One of my clients has started getting spam signups on this too. I'm considering a few options - maybe limiting it to logged in customers only. I'll post back with notes on what I did.

in observers/class.back_in_stock_notificationsProductInfo.php you could add a product ID verification to stop false product creation.

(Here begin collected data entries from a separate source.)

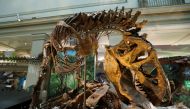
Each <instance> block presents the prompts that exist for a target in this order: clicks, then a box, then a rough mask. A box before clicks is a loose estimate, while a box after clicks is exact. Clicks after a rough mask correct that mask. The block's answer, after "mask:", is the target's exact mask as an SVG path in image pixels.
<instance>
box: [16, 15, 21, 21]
mask: <svg viewBox="0 0 190 109" xmlns="http://www.w3.org/2000/svg"><path fill="white" fill-rule="evenodd" d="M16 16H17V21H19V22H20V21H21V19H20V15H19V14H18V13H17V14H16Z"/></svg>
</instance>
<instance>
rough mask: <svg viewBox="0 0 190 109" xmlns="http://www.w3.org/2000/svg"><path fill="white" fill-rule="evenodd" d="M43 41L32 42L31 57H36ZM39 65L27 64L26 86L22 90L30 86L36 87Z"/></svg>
mask: <svg viewBox="0 0 190 109" xmlns="http://www.w3.org/2000/svg"><path fill="white" fill-rule="evenodd" d="M43 44H44V40H36V41H32V49H31V57H38V55H39V54H40V53H42V50H43ZM39 71H40V63H39V64H29V65H28V72H27V77H26V84H25V86H24V88H25V89H26V88H28V87H30V86H32V85H36V83H37V81H38V77H39Z"/></svg>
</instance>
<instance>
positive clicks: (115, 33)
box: [109, 32, 123, 46]
mask: <svg viewBox="0 0 190 109" xmlns="http://www.w3.org/2000/svg"><path fill="white" fill-rule="evenodd" d="M122 40H123V35H122V34H121V33H119V32H111V33H110V35H109V45H110V46H115V45H117V44H119V43H120V42H121V41H122Z"/></svg>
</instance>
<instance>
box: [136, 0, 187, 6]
mask: <svg viewBox="0 0 190 109" xmlns="http://www.w3.org/2000/svg"><path fill="white" fill-rule="evenodd" d="M182 4H185V1H184V0H139V6H140V7H159V6H171V5H182Z"/></svg>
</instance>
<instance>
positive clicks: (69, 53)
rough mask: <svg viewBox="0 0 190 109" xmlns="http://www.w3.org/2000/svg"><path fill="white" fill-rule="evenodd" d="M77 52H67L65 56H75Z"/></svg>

For info, this is based on ZC1.5.7 and not been fully tested... added the red section

Code:

$already_to_be_notified_query = "
                    SELECT
                        id
                    FROM
                        " . TABLE_BACK_IN_STOCK_NOTIFICATION_SUBSCRIPTIONS . "
                    WHERE
                        product_id = '" . (int) $_GET['products_id'] . "'
                    AND
                        (
                            customer_id = '"  . (int) $_SESSION['customer_id'] . "'
                        OR
                            email_address = '" .
                                $customer_details->fields['customers_email_address'] . "'
                        );";
                
                $already_to_be_notified = $db->Execute($already_to_be_notified_query);
                
                 $productID = $_GET['products_id'];

                  if ($productID == '') {
                    //no product ID used die
                    $back_in_stock_notification_build_form = false;
                    
                    $product_back_in_stock_notification_form_link = 
                            BACK_IN_STOCK_NOTIFICATION_TEXT_ALREADY_SUBSCRIBED;
                } else if ($already_to_be_notified->RecordCount() > 0) {
                    // Customer is already subscribed to the notification list for this product

In ZC157a I could not create a record by adding a non-existing product ID, it just kicks out a can't find product message. However, I could create one with no product ID..

[nishajh]

Hi
How can I show Products_model also in the subscription emails?

Thank you

[swguy]

I'm going to add a switch to the configuration so that you can set this mod to work for logged in users only.

[swguy]

Submitted a bunch of fixes for 157 and PHP 7.